Cumhurbaşkanı İlham Aliyev konuşmasında Azerbaycan’ın küresel iş birliği ilkelerine dayanan stratejik vizyonunu özellikle vurguladı. Bakü’de düzenlenen COP29 zirvesi, Azerbaycan halkının tarihi ve çevresel sorumluluğunu derinlemesine kavradığını, uluslararası düzeyde iş birliğine yaptığı katkıları ve milli potansiyelini sergilemesi açısından büyük önem taşıdı. Böylesine prestijli bir etkinliğin üst düzeyde organize edilmesi, Azerbaycan’ın iklim değişikliğiyle mücadele alanındaki girişimlerini ve bu alanda yürüttüğü çalışmaları uluslararası alanda tanıtmak için eşsiz bir platforma dönüştü.
Cumhurbaşkanı İlham Aliyev’in belirttiği gibi, Azerbaycan’ın iklim diplomasisinin temel sloganı olan “Yeşil Dünya İçin Dayanışma” yaklaşımı, küresel sorunların çözümüne yönelik dünya devletlerini bir araya getirmeyi teşvik etmekte ve çevresel güvenliğin sağlanmasında tüm ülkeleri eşit ortaklığa davet etmektedir.

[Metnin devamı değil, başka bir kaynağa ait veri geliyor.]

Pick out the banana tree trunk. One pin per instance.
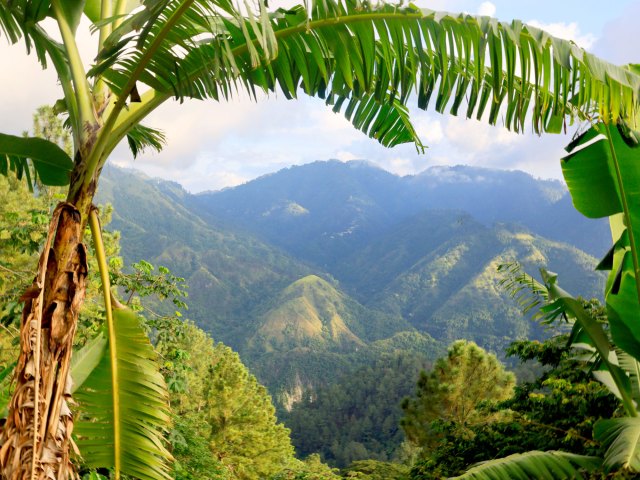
(35, 442)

Özellikle gelişmiş ve gelişmekte olan ülkeler arasında çevresel sorumluluğun adil bir şekilde paylaşılması, Azerbaycan devletinin öncelikli hedeflerinden biri olarak öne çıkmaktadır. Cumhurbaşkanı İlham Aliyev, küçük ve zayıf ekonomilere sahip ülkelerin iklim değişikliğinin olumsuz etkilerinden daha fazla zarar gördüğünü vurgulayarak, bu ülkelerin ihtiyaçlarının göz önünde bulundurulmasının uluslararası dayanışmanın güçlendirilmesi açısından temel bir şart olduğunu ifade etti.

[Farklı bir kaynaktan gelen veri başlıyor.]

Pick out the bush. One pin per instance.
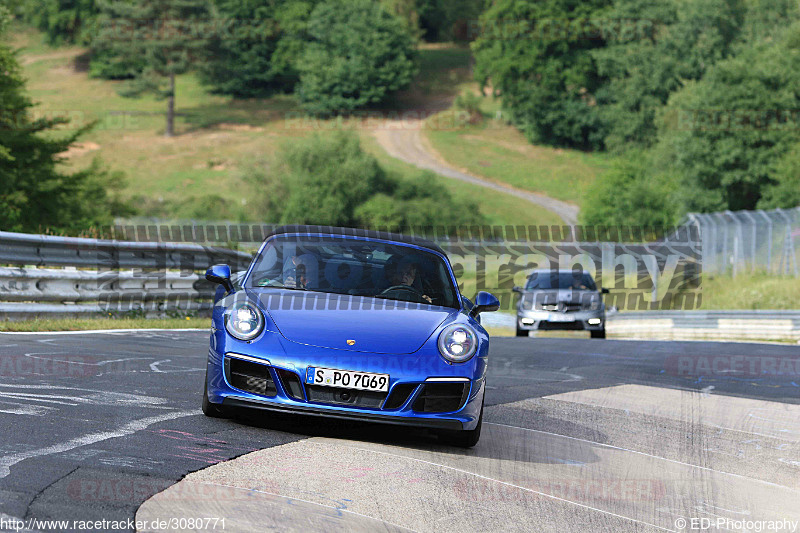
(357, 55)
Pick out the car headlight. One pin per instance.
(458, 343)
(245, 322)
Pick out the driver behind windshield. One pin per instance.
(403, 273)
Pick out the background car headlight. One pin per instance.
(245, 322)
(458, 343)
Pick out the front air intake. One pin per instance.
(250, 377)
(441, 397)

Bakü COP29 zirvesi, Azerbaycan’ın çevresel tarihinde önemli bir sayfa olmanın yanı sıra dünya kamuoyuna ülkemizin sürdürülebilir kalkınma alanında elde ettiği başarıları ve geleceğe yönelik planlarını sergileme fırsatı sundu. Zirveye 80’den fazla devlet ve hükümet başkanı ile 76 binden fazla katılımcının iştirak ettiği tartışmalar, Azerbaycan’ın uluslararası meselelerdeki önemli rolünün daha da pekiştirilmesine hizmet etti. Cumhurbaşkanı İlham Aliyev’in konuşmasında vurguladığı temel konulardan biri de Azerbaycan’ın yenilenebilir enerji kaynaklarının geliştirilmesi ve bu alandaki lider pozisyonunu daha da güçlendirme yolunda attığı adımlardı. Ülkemiz, iklim değişikliklerinin etkilerinin azaltılması, karbon salınımlarının sınırlandırılması ve çevrenin korunması konularında sunduğu girişimlerle dünya çapında örnek bir devlet olarak tanınmaktadır.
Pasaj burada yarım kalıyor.